八日は太平洋戦争の開戦日である。一九四一年の開戦に対し、米英の圧迫に長く苦しんだ国民は熱狂し、一種の解放感を味わったとはよく聞く。詩人の金子光晴のように開戦に腹を立て「蒲団(ふとん)をかぶってねてしまった」という人は少数だったかもしれぬ。
「よくぞ日本男子に生まれけり」。が、「よくぞ」も長くは続かない。井伏鱒二の『黒い雨』。こんな場面がある。被爆後の広島で死体を片付けながら、兵士がこうつぶやく。「わしらは、国家のない国に生まれたかったのう」
戦争へと導いた国家への憤り。勝てないと分かりきった、戦争の道を国家が選び、結果、国民に塗炭の苦しみを与えた。「生まれたかったのう」。平和な時代に生まれ合わせなかったことへの恨み言だろう。

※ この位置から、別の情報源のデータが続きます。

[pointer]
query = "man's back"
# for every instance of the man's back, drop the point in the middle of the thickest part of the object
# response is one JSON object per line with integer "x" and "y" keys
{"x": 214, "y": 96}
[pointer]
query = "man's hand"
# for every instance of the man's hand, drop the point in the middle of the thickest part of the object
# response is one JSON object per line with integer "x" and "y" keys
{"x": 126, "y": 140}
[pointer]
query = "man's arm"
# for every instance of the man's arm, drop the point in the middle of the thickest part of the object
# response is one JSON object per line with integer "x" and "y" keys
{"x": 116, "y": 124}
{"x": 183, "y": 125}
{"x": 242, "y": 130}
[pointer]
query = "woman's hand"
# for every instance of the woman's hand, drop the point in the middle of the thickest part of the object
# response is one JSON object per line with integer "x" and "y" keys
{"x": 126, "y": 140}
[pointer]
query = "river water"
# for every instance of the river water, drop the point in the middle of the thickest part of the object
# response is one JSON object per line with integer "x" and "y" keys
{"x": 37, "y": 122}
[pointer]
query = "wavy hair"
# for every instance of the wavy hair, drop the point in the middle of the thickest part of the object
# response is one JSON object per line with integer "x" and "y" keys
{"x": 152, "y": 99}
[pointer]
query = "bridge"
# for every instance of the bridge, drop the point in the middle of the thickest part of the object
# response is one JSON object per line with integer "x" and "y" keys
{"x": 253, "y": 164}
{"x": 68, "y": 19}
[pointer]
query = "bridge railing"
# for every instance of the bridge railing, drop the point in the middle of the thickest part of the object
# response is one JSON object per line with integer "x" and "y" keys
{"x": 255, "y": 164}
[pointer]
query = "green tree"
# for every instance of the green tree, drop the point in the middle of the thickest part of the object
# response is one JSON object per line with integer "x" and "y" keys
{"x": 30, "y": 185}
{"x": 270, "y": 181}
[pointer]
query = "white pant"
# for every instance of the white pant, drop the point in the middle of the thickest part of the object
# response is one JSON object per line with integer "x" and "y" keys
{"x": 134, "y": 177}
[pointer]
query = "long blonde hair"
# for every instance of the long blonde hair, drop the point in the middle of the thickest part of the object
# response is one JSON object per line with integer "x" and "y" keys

「親ガチャ」なる言葉を今年はよく聞いた。カプセル玩具と同じで親は選べない。いやな流行語だが時代もやはり選べぬ。戦争に生まれ合わせた人間は不運では片付けられない「時代ガチャ」を引かされたということか。
これから生まれてくる子どもたちに何ができるか。どのカプセルを引いても「平和」しか出てこない、そんな「時代ガチャ」をこしらえるしかあるまい。